To get ready for Tweens’ show at Death by Audio last week, I picked out a floral skirt, trimmed my bangs and applied candy red lipstick because it wouldn’t have felt right any other way. Lead singer Bridget Battle is someone you want in your girl gang. You want to complain to her about your hometown, spill secret crushes, share hookup stories and hang out at all hours of the night. But more than your new friend crush, Battle is an exciting band leader. Her vocals strike Kathleen Hanna’s mix of shout and pout and are what makes Tweens special. Her guitar playing is fast and fuzzy, and keeps the energy high through their 35-minute self-titled debut on Frenchkiss Records. Tweens’ first single “Be Mean” was a perfect intro to the “trash-pop” Cincinnati trio (Battle’s joined by friends Peyton Copes on bass and Jerri Queen on drums). It holds up as the album’s strongest track and sets the formula: loud and fast. Tweens step back from that blueprint only a few times with sock hop slow dance “Want U,” and “Don’t Wait Up” and “Forever” sit somewhere in the middle.

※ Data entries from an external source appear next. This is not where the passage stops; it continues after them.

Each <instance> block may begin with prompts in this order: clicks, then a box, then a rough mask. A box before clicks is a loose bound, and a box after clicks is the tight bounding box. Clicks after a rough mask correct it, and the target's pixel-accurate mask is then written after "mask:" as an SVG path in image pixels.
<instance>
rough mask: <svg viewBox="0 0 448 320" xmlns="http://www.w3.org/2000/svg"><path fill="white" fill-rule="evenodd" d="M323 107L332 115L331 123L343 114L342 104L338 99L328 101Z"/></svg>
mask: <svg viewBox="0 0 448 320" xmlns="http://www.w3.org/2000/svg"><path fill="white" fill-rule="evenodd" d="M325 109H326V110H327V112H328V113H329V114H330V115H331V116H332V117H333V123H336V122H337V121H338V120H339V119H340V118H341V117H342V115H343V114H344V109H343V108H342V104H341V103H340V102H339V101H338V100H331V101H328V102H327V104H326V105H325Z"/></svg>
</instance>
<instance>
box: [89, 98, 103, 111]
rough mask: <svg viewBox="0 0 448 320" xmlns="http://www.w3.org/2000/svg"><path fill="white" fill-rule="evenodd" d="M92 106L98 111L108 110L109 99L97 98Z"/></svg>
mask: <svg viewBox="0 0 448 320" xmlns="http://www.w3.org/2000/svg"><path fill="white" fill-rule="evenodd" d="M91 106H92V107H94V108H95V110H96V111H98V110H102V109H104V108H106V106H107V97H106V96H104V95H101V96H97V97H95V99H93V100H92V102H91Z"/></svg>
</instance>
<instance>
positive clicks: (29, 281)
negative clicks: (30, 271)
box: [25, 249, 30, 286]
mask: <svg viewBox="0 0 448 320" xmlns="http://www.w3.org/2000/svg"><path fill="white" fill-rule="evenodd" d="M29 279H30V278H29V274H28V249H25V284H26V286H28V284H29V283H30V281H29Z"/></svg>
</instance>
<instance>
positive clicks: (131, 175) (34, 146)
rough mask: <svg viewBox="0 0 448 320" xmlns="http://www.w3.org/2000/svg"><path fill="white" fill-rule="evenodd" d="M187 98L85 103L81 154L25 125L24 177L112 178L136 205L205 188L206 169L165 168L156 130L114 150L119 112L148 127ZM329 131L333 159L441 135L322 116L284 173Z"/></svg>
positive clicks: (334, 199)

Tweens aren’t actually tweens, but their lyrics will hit home for young people. Album opener “Bored in This City” immediately touches on the weird, draining and confusing transitions of young adulthood (“I’m too young to be this tired,” “Waiting on something to happen”), then Battle cries for help in the chorus: “And this town, it’s eating me alive!” She’s also working out what she wants from relationships, another hallmark of your 20s. On “Be Mean,” her “really great, great guy” is frustratingly nice. Later in the record Battle crushes on a “Hardcore Boy,” who she asks to “please rip my heart in two.” But not everyone is dating material, and on “Girlfriend” Battle’s trying to shake a clinger: “Baby can’t you get the hint / I’ll say it again / Don’t wanna, don’t wanna hold your hand.” Battle sings about not always knowing what she wants from love, life and taking it each day and night at a time (“The bright day time was never the right time” on “Don’t Wait Up”). It’s helpful to know she’s figuring out the same things as us, so turn up the volume and let Tweens’ help shake that angst. More proof you’re not alone: a spectacular all-girl mosh pit formed at their Death by Audio show.